The parade comes just days after the Supreme Court struck down the Defense of Marriage Act and declined to rule on Proposition 8, a California ballot that banned same-sex marriage, which a federal court had overturned. Now, the LGBT community has its eye on the future of same-sex marriage in Illinois, which stalled after the Illinois House failed in May to vote on a bill.

That push for same-sex marriage was on full display at the parade. Two drag queens atop the float for Chicago’s Gay and Lesbian Hall of Fame, wore gowns and held bouquets, and one carried a sign stating, “It will happen!”

Herbert Dean, 35, was at the parade with the man he plans to marry, Alfredo Munoz. They live in the Humboldt Park neighborhood and will fly to Minnesota on Aug. 31; get married by a friend in the airport there, then fly back for a Chicago celebration.

Dean wishes he could just stay at home and get hitched.

“I was a little upset,” Dean said. “I planned to have the whole wedding here and not fly out of town. We don’t want a civil union, we want a wedding with bridesmaids and flower girls.”

He thinks same-sex marriage will be legal in Illinois by the end of the year as a result of the Supreme Court ruling, which he says will embolden lawmakers.

“I think it will give a lot of states the push,” Dean said.

Chicago resident Jeff Angevine, 55, said he thinks it will take two years for Illinois to legalize same-sex marriage. The Supreme Court decision will help lawmakers who live in more conservative districts vote for it, he said.

“It certainly should provide cover to people who are more squeamish,” Angevine said. “It cleans up a lot of noise. All of them can see the writing on the wall.”

Jack Ryan, 59, of Andersonville, was with Parents of and Friends of Lesbians and Gays, a worldwide support organization. He said he was pleased by the court’s rejection of DOMA but angry about the state of same-sex marriage in Illinois.

“I’m so embarrassed,” said Ryan, who is gay. “We’re in such a big, great city and we still don’t have it. It’s irritating and embarrassing and it’s something we have to fight for.”

Roger Fraser, the treasurer for the Gay Liberation Network in Chicago, stood on the corner near the start of the parade with a sign that criticized Illinois House Speaker Mike Madigan.

“Mike Madigan, put your house in order,” the sign read. “Pass the marriage equality bill.”

“It’s very sad, and it’s typical of the cravenous Democrats in power,” Fraser said.

At least a few elected leaders showed up to march in the parade: Gov. Pat Quinn was there, as was Cook County State’s Attorney Anita Alvarez.
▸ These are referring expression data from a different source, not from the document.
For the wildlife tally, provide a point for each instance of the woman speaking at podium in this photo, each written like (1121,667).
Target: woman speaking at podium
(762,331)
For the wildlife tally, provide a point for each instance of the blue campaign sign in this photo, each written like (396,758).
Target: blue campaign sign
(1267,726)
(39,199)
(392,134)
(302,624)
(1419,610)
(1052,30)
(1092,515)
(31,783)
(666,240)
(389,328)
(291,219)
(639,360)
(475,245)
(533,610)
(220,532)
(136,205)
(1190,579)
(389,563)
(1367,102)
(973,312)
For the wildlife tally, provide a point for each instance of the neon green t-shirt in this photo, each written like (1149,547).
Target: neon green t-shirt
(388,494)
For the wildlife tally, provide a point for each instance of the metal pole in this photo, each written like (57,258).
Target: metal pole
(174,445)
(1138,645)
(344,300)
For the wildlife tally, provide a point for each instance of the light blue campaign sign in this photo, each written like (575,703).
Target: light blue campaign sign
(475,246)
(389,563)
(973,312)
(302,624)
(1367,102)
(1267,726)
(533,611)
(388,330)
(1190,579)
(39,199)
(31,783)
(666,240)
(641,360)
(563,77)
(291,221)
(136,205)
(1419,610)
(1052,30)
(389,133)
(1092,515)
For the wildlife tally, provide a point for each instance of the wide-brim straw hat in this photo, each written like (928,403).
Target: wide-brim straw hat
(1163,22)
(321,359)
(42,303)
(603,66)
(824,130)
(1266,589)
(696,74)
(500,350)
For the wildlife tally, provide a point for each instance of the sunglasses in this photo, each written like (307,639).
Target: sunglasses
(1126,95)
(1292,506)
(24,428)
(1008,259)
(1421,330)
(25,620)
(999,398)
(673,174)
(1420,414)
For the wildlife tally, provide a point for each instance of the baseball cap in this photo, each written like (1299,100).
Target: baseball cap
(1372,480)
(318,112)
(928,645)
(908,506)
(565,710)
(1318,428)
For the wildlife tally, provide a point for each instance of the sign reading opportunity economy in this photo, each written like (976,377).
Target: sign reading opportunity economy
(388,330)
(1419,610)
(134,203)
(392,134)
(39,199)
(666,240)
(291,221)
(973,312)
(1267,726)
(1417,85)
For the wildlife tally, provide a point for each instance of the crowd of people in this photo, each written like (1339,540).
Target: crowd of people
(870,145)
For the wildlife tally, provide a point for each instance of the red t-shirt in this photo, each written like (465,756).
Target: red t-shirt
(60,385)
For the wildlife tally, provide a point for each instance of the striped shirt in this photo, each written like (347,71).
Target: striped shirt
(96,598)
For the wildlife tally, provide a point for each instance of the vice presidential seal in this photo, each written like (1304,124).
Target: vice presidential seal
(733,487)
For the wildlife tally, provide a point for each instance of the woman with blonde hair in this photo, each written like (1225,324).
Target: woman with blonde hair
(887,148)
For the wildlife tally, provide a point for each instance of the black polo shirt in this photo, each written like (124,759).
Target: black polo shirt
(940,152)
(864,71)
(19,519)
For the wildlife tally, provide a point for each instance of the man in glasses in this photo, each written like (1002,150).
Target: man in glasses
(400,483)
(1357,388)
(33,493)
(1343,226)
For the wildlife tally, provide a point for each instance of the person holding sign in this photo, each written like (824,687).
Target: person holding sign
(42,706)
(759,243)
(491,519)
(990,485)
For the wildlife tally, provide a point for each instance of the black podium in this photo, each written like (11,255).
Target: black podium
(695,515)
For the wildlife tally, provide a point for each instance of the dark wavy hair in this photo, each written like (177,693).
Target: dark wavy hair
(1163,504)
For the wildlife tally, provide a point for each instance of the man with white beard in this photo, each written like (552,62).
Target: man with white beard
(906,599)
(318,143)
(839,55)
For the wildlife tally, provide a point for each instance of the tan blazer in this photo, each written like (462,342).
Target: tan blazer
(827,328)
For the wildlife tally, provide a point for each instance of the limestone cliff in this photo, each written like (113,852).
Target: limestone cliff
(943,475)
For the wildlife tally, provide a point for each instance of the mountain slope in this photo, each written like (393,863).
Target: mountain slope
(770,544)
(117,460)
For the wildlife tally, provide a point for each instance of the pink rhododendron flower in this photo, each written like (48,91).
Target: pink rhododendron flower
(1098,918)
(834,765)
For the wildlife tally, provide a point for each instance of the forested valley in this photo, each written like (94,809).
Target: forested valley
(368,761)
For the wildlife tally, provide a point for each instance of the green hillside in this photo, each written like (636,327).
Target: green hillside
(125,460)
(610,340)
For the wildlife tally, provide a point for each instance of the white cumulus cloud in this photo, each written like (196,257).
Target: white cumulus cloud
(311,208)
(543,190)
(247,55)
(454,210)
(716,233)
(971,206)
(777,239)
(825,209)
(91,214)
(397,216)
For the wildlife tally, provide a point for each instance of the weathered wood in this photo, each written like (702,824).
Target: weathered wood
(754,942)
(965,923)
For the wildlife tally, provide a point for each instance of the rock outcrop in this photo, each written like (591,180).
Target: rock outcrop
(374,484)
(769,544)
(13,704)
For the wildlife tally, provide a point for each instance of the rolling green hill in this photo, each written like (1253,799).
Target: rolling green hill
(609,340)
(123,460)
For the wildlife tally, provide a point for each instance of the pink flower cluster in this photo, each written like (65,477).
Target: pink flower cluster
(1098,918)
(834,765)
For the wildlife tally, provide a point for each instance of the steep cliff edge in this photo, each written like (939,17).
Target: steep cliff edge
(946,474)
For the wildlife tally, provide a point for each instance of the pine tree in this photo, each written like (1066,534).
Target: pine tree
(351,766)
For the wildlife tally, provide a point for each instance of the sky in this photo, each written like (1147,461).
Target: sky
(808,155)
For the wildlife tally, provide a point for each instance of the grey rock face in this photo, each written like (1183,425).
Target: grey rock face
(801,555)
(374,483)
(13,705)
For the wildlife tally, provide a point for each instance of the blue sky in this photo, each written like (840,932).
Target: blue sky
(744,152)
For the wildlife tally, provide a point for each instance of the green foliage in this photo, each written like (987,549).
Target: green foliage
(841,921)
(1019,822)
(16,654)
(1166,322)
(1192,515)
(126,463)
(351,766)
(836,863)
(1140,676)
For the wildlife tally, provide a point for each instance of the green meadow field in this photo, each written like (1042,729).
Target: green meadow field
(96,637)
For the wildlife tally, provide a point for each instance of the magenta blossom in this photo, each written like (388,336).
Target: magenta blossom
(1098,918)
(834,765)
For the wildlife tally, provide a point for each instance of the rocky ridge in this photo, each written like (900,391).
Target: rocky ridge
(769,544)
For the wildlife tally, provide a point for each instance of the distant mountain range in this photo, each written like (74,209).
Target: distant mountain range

Mayor Rahm Emanuel and his family walked ahead of parade Grand Marshal Wade Davis, a former NFL player and activist who is openly gay.

Emanuel marched at a brisk pace, slapping hands of onlookers and blowing off the occasional boos that were yelled in his direction. Two critics of the mayor followed him down Broadway, booing him all the while.

And Cook County Board President Toni Preckwinkle threw out beads as she walked behind a boisterous Chicago Teachers Union float. Teachers carried signs that read “Teach Pride.”

Chicago Fire Media Affairs said they treated 53 people who required medical attention at the parade.